European unions criticize reckless rate hike

A few hours after the choice of the European Central Bank to raise its main interest rates by 0.5 percentage point, the European Trade Union Confederation (ETUC) denounced on Thursday an “imprudent” decision likely to cause an economic “recession” according to it. .

This sixth consecutive rate hike, which pushes them up in a range of 3% to 3.75%, seems (…) reckless at a time when banks are failing, when inflation [en zone euro] has fallen for four months in a row and where business failures are at their highest since 2015, listed in a press release by Esther Lynch, the general secretary of the ETUC.

A new recession, which the ECB risks creating with this Thursday’s rate hikes, is the last thing workers need right now, having already been stunned by rising inflation rates to levels not seen in decades. she adds.

The increase in the cost of credit will also stifle investment, at a time when it must increase to ensure the transition to a green economy and protect the most vulnerable households from soaring prices.
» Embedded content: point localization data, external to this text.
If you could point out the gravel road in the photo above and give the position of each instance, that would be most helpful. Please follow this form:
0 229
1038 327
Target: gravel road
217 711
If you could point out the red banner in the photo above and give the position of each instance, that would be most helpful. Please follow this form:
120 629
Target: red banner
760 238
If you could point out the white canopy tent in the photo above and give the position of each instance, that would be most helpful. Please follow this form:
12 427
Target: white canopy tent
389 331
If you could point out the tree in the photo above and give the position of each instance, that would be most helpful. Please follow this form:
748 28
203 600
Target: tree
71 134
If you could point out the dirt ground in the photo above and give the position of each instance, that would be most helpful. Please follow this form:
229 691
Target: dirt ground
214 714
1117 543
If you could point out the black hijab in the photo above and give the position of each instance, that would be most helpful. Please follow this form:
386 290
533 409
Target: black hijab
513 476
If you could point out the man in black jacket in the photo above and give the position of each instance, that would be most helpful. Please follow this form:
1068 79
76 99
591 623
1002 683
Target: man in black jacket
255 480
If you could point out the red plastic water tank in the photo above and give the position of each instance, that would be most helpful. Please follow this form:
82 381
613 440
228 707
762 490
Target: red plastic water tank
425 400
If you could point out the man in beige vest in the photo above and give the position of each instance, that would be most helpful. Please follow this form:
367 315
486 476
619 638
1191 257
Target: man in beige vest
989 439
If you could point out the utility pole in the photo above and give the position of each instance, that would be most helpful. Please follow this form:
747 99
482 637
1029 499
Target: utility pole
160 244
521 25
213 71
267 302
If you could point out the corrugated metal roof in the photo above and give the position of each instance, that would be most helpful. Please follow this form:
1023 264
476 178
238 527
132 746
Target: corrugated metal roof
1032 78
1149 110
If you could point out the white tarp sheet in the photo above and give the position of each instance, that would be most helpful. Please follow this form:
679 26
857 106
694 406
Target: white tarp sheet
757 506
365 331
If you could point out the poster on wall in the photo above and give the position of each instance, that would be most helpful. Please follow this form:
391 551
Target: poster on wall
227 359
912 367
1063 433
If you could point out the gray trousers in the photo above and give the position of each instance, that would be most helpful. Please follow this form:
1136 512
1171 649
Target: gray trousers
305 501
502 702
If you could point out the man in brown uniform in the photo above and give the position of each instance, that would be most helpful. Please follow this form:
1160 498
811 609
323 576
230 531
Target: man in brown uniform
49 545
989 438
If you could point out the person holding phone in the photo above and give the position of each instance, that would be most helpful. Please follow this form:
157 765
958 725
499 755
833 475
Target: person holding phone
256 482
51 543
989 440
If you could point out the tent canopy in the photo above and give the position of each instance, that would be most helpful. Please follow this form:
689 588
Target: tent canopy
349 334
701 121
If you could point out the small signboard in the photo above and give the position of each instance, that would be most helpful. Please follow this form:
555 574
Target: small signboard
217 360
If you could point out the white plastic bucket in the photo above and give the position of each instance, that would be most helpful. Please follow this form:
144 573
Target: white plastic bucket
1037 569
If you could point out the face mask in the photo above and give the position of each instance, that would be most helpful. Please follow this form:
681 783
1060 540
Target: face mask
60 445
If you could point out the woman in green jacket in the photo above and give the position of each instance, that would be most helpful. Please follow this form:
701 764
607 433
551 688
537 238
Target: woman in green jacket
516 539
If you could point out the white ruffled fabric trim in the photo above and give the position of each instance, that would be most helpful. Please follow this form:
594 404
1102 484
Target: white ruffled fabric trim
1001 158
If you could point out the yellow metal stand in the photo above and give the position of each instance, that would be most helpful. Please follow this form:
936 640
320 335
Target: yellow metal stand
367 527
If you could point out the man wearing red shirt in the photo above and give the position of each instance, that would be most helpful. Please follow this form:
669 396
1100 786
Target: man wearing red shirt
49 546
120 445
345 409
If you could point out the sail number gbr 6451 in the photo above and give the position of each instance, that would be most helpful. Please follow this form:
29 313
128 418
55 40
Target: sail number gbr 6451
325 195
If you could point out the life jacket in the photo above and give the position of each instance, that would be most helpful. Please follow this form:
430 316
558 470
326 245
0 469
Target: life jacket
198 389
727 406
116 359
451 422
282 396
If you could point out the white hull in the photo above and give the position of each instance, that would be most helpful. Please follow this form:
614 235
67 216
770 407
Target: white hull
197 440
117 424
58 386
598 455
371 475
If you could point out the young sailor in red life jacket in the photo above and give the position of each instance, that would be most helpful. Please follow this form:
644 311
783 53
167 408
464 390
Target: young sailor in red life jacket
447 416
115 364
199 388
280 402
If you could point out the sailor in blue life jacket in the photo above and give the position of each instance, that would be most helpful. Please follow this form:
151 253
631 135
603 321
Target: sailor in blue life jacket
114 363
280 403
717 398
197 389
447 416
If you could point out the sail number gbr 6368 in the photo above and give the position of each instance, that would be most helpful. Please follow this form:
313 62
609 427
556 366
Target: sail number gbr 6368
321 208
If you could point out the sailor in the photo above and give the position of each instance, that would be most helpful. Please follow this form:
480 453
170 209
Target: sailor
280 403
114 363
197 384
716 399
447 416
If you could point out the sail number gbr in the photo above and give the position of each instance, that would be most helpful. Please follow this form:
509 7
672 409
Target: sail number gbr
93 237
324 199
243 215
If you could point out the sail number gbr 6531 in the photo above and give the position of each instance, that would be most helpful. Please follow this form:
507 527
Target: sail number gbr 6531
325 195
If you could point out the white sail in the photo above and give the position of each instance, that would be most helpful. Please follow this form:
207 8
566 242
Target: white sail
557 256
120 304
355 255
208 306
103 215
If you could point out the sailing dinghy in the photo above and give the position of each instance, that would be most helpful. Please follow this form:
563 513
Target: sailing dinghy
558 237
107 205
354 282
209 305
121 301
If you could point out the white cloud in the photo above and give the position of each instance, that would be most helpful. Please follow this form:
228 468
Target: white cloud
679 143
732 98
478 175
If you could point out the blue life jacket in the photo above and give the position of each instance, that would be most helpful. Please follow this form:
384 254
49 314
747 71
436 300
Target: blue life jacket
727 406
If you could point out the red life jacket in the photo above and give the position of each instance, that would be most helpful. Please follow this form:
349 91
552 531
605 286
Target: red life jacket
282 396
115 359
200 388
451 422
In the face of inflation, the cure seems to become more dangerous than the disease, warns Ms Lynch, who is asking policymakers to stop making workers pay for one more crisis they did not cause.

After several days of tumult on the markets, following the bankruptcy of the American bank SVB and the difficulties of Credit Suisse, the decision of the ECB was particularly scrutinized.

The bank finally stuck to its initial plan to raise its rates by half a point, justifying its decision by the solidity of the banks in the euro zone.

The ETUC brings together 89 trade unions based in 39 European countries, and claims to represent 45 million workers on the Old Continent.